Do you have VERSION_SOURCE defined in /usr/local/etc/pkg.conf? If not then pkg-version(8) will default to checking your installed packages with the Ports index. Judging from your shared commands I get the impression that you used a binary package repository to keep your system up to date, and it's not that uncommon for the binary repository to be a little behind with the Ports collection.

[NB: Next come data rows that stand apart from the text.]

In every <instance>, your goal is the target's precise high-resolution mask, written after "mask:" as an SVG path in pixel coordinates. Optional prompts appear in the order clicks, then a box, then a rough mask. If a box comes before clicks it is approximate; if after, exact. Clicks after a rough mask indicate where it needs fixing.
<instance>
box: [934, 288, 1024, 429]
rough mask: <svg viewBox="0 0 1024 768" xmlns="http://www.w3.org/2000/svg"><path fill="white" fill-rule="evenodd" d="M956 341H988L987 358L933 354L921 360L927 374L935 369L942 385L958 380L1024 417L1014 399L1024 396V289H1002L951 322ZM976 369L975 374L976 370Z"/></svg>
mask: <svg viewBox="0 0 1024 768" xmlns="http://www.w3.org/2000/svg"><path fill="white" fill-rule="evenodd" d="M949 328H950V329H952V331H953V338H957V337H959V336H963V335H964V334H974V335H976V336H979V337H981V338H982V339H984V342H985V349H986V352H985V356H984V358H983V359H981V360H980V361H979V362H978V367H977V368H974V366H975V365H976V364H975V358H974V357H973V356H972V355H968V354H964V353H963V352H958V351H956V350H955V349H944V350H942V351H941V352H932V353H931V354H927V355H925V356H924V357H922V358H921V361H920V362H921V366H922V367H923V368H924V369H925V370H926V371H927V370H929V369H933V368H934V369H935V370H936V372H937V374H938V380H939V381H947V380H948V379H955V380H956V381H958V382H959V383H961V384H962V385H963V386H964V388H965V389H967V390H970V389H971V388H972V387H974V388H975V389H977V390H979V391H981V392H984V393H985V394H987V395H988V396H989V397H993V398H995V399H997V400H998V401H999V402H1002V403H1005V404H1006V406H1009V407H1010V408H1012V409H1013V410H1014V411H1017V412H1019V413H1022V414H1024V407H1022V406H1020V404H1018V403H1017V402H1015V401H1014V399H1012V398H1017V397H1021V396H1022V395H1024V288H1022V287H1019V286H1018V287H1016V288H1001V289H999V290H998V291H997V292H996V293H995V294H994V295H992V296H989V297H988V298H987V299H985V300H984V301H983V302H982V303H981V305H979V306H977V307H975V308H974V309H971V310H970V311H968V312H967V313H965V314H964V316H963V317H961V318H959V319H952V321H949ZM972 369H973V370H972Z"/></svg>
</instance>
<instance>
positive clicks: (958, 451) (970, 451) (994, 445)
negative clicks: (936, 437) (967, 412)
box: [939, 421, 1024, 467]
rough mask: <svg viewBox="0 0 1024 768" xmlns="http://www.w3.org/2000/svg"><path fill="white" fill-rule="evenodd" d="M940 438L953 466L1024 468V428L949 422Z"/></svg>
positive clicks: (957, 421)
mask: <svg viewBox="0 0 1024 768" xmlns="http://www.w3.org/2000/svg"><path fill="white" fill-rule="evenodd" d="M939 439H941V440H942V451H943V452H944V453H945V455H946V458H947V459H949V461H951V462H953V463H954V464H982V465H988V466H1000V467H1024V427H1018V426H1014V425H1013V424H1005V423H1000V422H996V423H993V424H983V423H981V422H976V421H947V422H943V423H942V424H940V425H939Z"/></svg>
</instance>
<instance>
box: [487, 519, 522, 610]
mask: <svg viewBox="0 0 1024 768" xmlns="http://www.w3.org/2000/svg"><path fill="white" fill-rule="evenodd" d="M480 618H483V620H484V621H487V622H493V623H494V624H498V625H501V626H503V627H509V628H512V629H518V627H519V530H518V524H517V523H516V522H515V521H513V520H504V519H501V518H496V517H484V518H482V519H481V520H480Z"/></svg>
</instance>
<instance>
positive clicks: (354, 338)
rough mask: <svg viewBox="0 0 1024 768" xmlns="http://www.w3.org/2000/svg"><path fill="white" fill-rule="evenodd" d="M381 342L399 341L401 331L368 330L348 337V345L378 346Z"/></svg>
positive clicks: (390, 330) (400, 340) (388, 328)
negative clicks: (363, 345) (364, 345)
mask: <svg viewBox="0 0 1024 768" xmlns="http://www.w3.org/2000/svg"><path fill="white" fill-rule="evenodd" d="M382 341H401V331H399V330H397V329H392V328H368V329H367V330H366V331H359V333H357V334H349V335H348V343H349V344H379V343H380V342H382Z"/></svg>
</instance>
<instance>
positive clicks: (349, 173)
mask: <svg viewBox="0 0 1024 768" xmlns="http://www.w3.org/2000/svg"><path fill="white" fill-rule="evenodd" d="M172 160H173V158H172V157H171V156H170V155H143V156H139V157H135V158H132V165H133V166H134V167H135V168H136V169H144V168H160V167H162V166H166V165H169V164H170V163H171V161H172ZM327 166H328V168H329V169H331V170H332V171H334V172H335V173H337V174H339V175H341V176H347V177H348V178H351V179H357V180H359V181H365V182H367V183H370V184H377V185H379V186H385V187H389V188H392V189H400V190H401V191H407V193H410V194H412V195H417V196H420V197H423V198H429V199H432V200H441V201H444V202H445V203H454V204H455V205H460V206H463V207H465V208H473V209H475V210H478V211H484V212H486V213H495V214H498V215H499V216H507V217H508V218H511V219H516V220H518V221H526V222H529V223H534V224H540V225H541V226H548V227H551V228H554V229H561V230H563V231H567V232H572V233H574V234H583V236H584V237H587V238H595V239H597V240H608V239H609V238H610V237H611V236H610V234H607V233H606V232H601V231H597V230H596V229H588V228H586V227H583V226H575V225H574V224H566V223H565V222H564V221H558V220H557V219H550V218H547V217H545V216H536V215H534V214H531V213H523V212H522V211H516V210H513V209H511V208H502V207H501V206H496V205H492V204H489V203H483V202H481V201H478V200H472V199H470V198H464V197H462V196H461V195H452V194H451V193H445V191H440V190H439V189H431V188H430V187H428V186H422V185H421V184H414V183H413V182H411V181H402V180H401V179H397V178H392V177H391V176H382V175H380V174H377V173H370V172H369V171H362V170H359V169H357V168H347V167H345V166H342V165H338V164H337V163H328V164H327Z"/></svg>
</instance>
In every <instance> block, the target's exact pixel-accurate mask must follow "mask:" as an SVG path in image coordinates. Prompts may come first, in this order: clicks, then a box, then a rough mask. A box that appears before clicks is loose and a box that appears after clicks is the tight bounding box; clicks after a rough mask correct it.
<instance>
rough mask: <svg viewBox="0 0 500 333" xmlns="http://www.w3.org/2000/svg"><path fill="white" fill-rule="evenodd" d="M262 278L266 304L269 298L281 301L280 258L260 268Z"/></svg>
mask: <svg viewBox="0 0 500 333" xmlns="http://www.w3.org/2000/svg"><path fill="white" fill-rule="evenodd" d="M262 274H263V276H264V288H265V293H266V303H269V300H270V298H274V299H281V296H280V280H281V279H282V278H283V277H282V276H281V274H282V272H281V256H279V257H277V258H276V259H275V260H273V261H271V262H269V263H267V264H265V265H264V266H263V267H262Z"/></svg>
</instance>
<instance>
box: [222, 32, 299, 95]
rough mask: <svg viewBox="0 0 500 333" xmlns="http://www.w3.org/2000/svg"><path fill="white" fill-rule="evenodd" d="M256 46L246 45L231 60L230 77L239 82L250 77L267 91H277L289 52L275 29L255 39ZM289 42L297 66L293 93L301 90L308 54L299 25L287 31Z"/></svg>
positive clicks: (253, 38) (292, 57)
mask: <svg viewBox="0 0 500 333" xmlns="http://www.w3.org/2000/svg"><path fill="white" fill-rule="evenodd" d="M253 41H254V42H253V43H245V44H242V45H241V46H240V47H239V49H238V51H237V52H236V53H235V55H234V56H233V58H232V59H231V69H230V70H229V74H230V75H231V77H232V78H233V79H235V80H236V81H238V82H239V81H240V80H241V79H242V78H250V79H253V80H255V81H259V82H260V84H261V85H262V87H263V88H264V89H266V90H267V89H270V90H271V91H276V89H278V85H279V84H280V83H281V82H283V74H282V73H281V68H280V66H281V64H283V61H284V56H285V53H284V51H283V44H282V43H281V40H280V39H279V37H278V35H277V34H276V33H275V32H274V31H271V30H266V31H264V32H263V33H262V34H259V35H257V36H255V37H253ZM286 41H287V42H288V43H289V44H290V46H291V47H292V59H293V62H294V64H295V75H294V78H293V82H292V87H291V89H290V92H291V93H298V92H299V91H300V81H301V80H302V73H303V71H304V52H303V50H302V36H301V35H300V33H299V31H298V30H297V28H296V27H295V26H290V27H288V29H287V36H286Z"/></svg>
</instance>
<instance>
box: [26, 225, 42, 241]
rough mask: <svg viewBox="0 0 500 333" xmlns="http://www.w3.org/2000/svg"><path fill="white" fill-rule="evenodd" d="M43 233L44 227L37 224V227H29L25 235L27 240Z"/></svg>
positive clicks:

I only use the Ports collection, but from what I can tell from the manualpage I think you're looking for the -R switch. So: `pkg version -R`. It should be the default behavior if the ports tree nor the ports index exists, but I get the impression that you might have those installed right now (/usr/ports and/or /usr/ports/INDEX-x).

Hope this can help.


----------



## mikepwagner (Nov 18, 2016)

Thanks, ShelLusrer - the -R showed nothing out of date. I am using binary packages, so that makes perfect sense.


----------



## ShelLuser (Nov 18, 2016)

mikepwagner said:


> Thanks, ShelLusrer - the -R showed nothing out of date. I am using binary packages, so that makes perfect sense.


Glad to hear this worked for you. Don't forget, if you don't want to specify -R all the time then you can also define this in /usr/local/etc/pkg.conf. All you'd need to do is add: VERSION_SOURCE: R (see also pkg.conf(5)).


----------